Corría el año 2023, allá por un país donde de precisar el nombre, volvería a ser culpable.

Solo un pequeño haz de fe iluminaba las esperanzas de los que, de cualquier forma, sufrían los estragos de aquel año.

La situación había comenzado a empeorar desde que, en 2018, hubo un cambio de presidente del que solo la alta directiva tenía noción. Y, posteriormente, en 2020, a raíz de aquella pandemia imposible de nombrar por los escalofríos que me produce, cerraría lo que fue en un época de contratiempos mi hermosa isla.

La alta tasa de precios, la pérdida de productos importantes y la desfachatez de los dirigentes hacían del vivir en este pueblo una prueba más de supervivencia.

Y sí, aquí estoy yo, después de años, desde la cárcel, redactando estas líneas. Cumpliendo condena por un delito del que me confieso culpable, pero no solo yo, sino también todos, todos esos...

En mi casa, donde solo vivía con mi madre, nos manteníamos con dos mil y unos pocos pesos que ganaba en su trabajo de cocinera; pero ¿qué era eso, cuando cualquier tipo de producto alimenticio cómo el arroz costaba por encima de los quinientos. Había tenido que abandonar mis estudios en la Universidad por lo mismo, por la escasez de medios.

En ningún trabajo del estado se me permitía estar, no tenía título universitario y el de Bachiller, me servía un comino. Solo podía arañar unos pesos en quioscos particulares, pero no duraba mucho más de un mes porque no soportaba las reglas del dueño, algo parecidas a las del presidente.

En última instancia, tuve que optar por ayudar a mi madre en su trabajo, ya la edad no le permitía mucho esfuerzo y no lo podía perder. Así pasó más de seis meses, viviendo solo de ese dinero, lo que trajo consigo, días en los que no teníamos para comer nada más que un boniato o un poco de arroz.

Recuerdo que un día me antojé de una pizza, pero contaba en el bolsillo con menos de treinta pesos. Y fue a partir de ahí, donde comenzó todo...

Pasé días y días pensando, reconociendo que era una locura, ¿pero qué más podía hacer?
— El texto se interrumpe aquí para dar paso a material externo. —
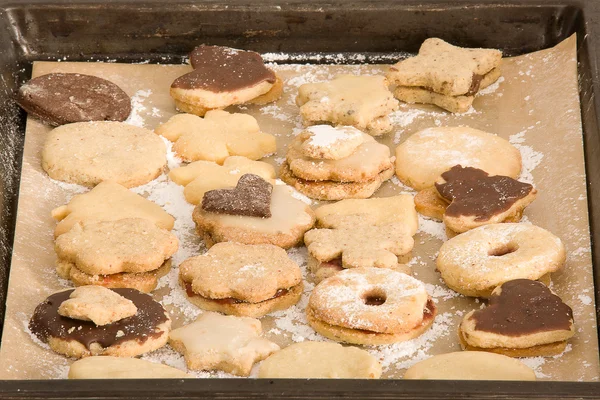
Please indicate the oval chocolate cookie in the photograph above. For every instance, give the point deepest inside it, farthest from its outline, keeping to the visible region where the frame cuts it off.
(62, 98)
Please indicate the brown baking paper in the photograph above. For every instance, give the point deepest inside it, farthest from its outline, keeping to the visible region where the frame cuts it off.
(535, 105)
O actuaba, o me suicidaba ante tanta miseria, y la vida, principalmente la mía, valía más que todo el dinero del mundo.

Había oído hablar de las debilidades de lo que estaba a punto de hacer, y ya había hecho algo parecido, pero en circunstancias diferentes, lo quería decir, que valor no me faltaba.

Así fui preparando todo, buscando lo necesario, marcando territorios y planeando una buena excusa para decirle a mi madre.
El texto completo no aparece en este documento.